Cerebrospinal fluid (CSF) pseudocyst abdomen is a rare but well-described complication following ventriculoperitoneal (VP) shunt. This entity does exist since 1954. This is seen more commonly among pediatric population and cause of CSF pseudocyst is still debated, many theories been postulated in the literature and so are its management. We present our experience with small case series and idea is to provide an alternate management strategy for shunt-independent cases. We did retrospective study of three cases, diagnosed on the basis of clinical profile and imaging. Subclinical infection was ruled out and patients with abdominal complaints predominantly and no ventriculomegaly on Noncontrast computed tomography head were subjected to "shunt-tie" at infraclavicular region. Out of three cases, two had abdominal complaints with no features of raised ICT and no ventriculomegaly. On tying the shunt catheter infraclavicular level for 48-72 h, they did not developed raised ICT/ventriculomegaly. Cyst was drained by percutaneous ultrasound-guided PIGTAIL. Shunt assembly was removed. One patient (shunt dependent) underwent exploratory laparotomy and repositioning of the catheter but experienced shunt malfunction, ultimately VP shunt was converted to ventriculopleural shunt. On follow-ups, there is no residual cyst or recurrence of symptoms. To conclude, evaluation of shunt dependency/non-dependency is of utmost importance. For shunt-independent cases, percutaneous ultrasound-guided PIGTAIL drainage is safe, minimally invasive, and effective procedure and we may avoid many potential complications.

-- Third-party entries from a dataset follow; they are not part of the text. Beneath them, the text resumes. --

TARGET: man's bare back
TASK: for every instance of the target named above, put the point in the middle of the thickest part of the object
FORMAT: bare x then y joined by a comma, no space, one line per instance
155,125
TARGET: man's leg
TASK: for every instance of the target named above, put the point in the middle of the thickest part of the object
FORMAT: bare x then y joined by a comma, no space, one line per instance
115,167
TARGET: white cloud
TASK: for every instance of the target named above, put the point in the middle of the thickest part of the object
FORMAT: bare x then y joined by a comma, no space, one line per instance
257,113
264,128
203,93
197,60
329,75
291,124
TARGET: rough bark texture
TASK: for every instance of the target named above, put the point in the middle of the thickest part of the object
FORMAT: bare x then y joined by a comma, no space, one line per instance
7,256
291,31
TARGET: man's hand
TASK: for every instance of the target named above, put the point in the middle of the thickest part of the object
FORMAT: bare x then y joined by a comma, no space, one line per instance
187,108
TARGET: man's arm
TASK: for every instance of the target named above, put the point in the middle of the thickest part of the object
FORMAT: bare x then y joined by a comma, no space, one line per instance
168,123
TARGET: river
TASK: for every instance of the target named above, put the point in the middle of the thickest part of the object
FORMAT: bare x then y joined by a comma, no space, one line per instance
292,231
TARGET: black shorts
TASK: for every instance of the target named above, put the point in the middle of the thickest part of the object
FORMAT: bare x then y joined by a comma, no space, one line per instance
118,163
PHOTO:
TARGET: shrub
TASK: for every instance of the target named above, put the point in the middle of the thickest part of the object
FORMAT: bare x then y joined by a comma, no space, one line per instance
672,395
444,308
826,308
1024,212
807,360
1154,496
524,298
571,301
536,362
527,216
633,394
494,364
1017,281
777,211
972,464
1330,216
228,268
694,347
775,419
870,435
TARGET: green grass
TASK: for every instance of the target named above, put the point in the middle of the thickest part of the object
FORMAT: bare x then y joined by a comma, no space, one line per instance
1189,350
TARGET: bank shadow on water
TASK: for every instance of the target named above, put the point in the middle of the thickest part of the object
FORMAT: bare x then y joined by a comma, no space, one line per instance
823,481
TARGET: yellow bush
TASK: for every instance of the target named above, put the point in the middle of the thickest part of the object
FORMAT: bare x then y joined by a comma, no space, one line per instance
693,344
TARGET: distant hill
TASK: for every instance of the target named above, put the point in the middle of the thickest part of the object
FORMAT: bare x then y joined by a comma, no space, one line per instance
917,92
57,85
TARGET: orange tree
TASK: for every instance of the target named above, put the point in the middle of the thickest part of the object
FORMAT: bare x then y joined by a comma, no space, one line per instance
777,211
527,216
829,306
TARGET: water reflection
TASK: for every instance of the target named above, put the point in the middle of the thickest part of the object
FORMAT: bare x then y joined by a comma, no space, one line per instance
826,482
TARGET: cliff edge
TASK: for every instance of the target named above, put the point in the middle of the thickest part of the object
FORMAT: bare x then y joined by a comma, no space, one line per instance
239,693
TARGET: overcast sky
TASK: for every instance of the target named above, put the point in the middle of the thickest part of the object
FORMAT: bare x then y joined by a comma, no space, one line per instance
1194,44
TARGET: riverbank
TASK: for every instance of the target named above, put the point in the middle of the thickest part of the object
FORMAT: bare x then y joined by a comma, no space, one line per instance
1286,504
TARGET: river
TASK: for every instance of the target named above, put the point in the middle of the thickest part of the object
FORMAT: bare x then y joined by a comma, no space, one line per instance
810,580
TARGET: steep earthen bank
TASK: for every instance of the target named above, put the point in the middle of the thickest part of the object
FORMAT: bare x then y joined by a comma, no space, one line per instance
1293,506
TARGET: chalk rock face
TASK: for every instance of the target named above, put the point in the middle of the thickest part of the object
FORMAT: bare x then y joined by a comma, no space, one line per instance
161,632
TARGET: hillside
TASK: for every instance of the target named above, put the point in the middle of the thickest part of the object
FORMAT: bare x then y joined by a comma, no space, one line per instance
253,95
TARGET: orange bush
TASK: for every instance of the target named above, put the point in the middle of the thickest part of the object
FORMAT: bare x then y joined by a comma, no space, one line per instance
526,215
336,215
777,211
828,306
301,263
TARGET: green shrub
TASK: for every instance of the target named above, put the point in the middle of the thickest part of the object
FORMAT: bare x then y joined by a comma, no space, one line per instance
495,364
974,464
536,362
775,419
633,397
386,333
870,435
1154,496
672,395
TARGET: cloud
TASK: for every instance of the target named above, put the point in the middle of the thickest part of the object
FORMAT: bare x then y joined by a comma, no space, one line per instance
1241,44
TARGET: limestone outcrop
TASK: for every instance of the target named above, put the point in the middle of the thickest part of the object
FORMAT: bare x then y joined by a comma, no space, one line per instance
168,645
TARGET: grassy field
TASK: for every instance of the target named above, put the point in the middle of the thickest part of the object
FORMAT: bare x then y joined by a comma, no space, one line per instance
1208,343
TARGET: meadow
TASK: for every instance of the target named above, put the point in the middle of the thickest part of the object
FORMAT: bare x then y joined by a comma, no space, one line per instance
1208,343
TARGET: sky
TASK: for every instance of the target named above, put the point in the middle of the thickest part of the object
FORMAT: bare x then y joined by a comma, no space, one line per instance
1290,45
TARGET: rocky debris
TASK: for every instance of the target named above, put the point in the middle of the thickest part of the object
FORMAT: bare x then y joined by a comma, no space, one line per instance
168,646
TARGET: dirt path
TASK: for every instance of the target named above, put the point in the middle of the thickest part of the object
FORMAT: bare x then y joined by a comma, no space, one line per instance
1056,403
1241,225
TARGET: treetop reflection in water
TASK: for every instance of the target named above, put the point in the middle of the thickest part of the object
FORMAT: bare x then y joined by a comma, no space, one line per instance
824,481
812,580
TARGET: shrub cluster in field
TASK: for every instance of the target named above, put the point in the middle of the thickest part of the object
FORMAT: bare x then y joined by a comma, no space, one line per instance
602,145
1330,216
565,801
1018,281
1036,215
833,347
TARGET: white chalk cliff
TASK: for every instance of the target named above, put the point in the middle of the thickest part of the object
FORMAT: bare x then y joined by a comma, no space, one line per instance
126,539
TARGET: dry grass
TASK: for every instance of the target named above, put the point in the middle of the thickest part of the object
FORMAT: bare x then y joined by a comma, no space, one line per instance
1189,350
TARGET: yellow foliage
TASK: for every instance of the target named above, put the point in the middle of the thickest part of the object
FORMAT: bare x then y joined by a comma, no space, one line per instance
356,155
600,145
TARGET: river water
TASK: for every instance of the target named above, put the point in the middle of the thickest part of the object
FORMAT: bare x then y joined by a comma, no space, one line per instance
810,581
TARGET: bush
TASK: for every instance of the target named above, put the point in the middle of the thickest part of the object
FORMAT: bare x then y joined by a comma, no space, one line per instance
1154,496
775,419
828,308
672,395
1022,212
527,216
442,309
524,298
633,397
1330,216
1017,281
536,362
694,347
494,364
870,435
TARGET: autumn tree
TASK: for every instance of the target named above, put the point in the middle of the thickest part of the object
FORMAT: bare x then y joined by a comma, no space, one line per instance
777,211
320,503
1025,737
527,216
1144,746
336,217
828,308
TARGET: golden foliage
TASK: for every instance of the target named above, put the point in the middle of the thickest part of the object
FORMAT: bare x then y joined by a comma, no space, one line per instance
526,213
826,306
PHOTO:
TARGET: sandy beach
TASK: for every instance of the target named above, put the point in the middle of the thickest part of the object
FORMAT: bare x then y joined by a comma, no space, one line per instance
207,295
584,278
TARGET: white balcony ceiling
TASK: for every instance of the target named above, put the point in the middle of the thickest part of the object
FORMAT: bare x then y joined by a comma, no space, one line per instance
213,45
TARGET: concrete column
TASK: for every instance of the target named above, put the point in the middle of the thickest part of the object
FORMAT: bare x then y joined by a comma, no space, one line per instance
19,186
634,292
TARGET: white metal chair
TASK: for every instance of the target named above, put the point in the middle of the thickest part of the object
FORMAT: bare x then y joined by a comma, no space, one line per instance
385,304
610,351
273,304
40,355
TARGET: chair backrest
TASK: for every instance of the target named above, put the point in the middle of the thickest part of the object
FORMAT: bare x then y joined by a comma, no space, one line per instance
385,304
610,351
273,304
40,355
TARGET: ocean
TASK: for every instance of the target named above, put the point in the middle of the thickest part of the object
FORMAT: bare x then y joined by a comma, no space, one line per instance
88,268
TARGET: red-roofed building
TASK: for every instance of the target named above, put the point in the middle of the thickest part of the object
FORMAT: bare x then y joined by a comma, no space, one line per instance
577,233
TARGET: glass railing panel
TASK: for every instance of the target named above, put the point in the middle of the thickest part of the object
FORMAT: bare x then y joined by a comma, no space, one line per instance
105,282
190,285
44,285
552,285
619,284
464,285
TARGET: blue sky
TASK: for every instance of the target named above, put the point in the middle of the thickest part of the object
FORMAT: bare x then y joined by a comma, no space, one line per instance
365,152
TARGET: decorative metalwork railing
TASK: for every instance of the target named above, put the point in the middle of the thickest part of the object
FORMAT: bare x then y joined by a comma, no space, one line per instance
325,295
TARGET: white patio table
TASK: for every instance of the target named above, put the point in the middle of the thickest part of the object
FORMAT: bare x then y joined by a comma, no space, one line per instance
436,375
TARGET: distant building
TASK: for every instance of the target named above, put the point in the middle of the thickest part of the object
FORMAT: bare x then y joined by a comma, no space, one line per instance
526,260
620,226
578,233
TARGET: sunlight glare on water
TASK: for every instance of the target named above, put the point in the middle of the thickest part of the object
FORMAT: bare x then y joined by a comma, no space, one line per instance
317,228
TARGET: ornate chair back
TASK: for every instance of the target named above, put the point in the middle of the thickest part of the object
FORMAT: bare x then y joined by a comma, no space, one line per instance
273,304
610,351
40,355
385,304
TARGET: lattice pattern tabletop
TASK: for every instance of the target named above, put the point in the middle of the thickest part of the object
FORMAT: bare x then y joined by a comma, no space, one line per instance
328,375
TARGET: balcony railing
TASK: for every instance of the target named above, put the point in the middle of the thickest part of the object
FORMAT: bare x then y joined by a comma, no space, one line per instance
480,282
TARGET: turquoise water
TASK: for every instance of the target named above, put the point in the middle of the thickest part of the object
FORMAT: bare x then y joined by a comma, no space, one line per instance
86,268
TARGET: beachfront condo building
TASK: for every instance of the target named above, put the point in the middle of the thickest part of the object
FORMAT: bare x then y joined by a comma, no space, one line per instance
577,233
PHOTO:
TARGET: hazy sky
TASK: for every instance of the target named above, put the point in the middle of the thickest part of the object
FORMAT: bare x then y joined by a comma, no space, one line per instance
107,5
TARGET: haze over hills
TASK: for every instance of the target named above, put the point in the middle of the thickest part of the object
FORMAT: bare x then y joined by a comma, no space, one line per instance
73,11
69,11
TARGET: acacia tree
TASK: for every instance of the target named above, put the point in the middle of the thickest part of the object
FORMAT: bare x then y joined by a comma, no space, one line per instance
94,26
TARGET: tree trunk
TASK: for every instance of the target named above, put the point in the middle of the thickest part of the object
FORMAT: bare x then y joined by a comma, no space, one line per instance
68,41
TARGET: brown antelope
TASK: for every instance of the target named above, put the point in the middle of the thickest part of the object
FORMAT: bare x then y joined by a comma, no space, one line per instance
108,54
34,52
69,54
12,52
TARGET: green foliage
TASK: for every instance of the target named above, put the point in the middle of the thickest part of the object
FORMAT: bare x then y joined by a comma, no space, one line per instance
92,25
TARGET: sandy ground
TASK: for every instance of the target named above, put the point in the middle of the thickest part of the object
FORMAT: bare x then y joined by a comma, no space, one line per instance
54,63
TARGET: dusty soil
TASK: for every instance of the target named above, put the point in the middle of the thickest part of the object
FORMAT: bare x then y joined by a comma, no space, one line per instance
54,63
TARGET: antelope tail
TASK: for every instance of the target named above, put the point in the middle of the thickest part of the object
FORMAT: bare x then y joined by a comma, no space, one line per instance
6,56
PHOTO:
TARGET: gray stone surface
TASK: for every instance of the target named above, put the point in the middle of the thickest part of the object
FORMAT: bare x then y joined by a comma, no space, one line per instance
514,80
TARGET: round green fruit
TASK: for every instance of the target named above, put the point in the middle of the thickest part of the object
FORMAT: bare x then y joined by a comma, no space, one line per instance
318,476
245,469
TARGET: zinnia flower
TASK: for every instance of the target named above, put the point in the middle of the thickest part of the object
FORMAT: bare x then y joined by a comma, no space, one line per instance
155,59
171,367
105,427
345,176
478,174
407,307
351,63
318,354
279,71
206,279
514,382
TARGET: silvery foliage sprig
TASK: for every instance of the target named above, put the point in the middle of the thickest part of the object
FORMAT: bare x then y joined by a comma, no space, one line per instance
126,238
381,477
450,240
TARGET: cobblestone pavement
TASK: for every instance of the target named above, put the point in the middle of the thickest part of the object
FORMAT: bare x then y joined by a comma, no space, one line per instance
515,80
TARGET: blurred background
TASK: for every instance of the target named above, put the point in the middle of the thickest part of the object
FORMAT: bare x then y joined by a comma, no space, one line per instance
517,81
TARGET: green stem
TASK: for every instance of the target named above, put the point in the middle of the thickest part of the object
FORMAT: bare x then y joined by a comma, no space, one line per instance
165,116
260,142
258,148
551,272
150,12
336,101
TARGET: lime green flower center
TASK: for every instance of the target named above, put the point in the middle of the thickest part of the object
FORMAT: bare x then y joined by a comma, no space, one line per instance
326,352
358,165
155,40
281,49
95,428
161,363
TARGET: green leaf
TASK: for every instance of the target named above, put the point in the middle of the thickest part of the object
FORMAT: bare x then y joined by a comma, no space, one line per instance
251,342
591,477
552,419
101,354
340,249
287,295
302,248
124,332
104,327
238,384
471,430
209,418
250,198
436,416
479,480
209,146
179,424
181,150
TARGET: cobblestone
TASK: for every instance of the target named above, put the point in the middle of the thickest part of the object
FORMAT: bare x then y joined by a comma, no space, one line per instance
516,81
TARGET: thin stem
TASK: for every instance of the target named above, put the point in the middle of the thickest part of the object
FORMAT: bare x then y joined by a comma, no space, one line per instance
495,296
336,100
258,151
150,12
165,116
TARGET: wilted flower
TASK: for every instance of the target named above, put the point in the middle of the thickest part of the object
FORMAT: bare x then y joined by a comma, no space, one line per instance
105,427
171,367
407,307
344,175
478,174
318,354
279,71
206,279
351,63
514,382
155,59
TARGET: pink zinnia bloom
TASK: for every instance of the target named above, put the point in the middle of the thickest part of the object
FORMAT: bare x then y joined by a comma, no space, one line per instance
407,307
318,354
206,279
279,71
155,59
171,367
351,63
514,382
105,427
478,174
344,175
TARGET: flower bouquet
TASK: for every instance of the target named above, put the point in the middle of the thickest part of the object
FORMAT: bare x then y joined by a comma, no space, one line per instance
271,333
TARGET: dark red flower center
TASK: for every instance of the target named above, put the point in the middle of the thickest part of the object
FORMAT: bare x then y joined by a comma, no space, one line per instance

脑脊液假性囊肿是脑室腹腔分流术后一种罕见但已有详细描述的并发症。自1954年起就有这种病例存在。这种情况在儿科人群中更为常见,脑脊液假性囊肿的病因仍存在争议,文献中提出了许多理论,其治疗方法也众说纷纭。我们介绍了我们在小病例系列中的经验,目的是为非分流依赖型病例提供一种替代的治疗策略。我们对3例病例进行了回顾性研究,这些病例是根据临床表现和影像学检查确诊的。排除了亚临床感染,主要有腹部症状且头颅非增强计算机断层扫描未显示脑室扩大的患者在锁骨下区域进行了“分流结扎”。3例病例中,2例有腹部症状,但无颅内压升高的特征且无脑室扩大。在锁骨下水平结扎分流导管48 - 72小时后,他们并未出现颅内压升高/脑室扩大。通过经皮超声引导下放置猪尾导管引流囊肿。移除了分流装置。1例分流依赖型患者接受了剖腹探查和导管重新定位,但出现了分流故障,最终将脑室腹腔分流转换为脑室胸膜分流。随访时,无残留囊肿或症状复发。总之,评估分流依赖/非依赖至关重要。对于非分流依赖型病例,经皮超声引导下放置猪尾导管引流是一种安全、微创且有效的方法,我们可以避免许多潜在并发症。